Your preschooler is getting good at eating with utensils. Help her continue to gain skills in this area, by providing soft foods that she can learn to cut with a table knife. Allow her to slip back and use her fingers, especially when she is very tired. It can be fun to plan a meal that the whole family can eat with their fingers! Don't pressure a preschooler to have perfect table manners; set a good example, encourage good behavior, ignore inappropriate behavior. Scolding and pressuring a child will usually backfire - parents need to provide the most attention to the desired behavior and the least attention to the undesired behavior.

Go along with preschooler's preferences in things such as the shape the sandwich is cut in, or the glass she prefers to drink from. Allow childlike behaviors without comment. They will gradually fade especially if no attention is paid to them. Modify the size and texture of food to accommodate your preschooler's chewing and swallowing ability. Continue to offer and encourage new foods, but never force foods. Don't reward a child for trying new foods, this only elevates the reward and decreases the desirability of the new food. Preschoolers have good communication skills and getting him to talk about the new food may be the first step towards acceptance.

Preschoolers are great imitators. He is watching everything that you do and will want to do the same. Therefore it is very important that parents have their own eating in order. Parents need to eat and enjoy a variety of foods. If parents expect their children to drink milk with their meals, then parents also need to drink milk or something less desirable. Parents who drink soda can expect that their child will also want to drink soda. Parents need to eat with their children: setting the example in table manners, social interaction, acceptance of new foods and consumption of a variety of foods. The dinner table is not a good time or place for differences of opinion in feeding styles. Have that discussion when the children are in asleep.

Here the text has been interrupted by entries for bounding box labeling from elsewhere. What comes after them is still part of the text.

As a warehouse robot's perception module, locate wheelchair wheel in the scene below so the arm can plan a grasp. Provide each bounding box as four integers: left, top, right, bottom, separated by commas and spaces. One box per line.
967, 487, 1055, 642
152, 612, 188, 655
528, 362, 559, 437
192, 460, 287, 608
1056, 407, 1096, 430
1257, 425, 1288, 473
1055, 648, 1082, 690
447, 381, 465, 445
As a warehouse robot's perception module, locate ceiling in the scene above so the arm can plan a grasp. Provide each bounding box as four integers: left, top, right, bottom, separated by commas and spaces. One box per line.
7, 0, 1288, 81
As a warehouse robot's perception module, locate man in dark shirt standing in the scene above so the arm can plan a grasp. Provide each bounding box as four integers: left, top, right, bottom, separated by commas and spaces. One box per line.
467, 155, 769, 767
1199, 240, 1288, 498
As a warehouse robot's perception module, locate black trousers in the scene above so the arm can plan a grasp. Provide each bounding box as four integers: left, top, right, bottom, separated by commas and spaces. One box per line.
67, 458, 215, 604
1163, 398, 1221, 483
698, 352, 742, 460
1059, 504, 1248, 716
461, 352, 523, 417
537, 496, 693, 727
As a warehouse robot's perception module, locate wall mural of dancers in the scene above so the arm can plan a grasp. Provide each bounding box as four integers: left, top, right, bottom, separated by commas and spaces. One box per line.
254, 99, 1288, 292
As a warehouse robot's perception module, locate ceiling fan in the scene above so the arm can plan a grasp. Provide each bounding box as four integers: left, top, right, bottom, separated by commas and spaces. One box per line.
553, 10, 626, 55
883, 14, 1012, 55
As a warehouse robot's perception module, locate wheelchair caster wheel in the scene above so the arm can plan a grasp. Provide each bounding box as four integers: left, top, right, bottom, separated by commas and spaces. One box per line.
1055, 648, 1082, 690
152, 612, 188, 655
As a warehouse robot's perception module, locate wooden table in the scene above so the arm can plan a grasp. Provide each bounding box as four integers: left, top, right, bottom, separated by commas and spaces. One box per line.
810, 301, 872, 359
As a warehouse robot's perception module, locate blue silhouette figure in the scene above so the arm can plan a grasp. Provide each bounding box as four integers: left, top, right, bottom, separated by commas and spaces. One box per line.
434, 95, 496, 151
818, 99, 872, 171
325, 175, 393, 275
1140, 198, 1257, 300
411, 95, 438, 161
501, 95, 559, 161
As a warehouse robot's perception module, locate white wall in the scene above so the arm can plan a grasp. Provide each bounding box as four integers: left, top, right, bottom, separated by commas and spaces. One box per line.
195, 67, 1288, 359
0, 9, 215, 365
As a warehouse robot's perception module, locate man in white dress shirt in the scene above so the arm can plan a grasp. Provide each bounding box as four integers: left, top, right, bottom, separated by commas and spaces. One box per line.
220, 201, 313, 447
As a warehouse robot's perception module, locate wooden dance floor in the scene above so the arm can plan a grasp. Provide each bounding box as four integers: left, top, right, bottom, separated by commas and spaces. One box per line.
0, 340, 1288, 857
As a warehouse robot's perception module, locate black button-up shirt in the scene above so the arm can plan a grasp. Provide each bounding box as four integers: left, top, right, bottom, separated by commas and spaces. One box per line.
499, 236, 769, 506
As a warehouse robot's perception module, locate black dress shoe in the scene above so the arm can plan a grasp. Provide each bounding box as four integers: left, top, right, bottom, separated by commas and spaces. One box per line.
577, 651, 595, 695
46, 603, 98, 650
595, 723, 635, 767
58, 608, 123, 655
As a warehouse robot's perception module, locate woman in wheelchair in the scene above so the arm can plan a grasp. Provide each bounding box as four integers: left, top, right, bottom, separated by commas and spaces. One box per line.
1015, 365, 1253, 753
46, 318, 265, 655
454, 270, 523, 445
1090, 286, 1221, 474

It is also important to find out what kind of example caregivers are setting at meal times. Preschoolers will adopt the behaviors of the important people in their lives and caregivers fit into that category. Watch out for caregivers who do not sit down and eat with the children, caregivers who sip from soda or coffee all day long, and caregivers who restrict their own eating or talk about dieting in front of the children. Grandparents are also important people to preschoolers. Well-meaning grandparents who use candy or cookies as rewards need to be reminded that non-food rewards such as cuddling time or story time are healthier for the child.

Parents and caregivers also set the example for lifelong enjoyment of physical activity or the "couch potato syndrome". Plan family times such as nature walks, raking leaves, family soccer games, and bicycle riding to encourage the enjoyment of physical activity. It won't help to establish lifelong healthy habits if the parent or caregiver sits on the couch and tells the child to "run outside and be active".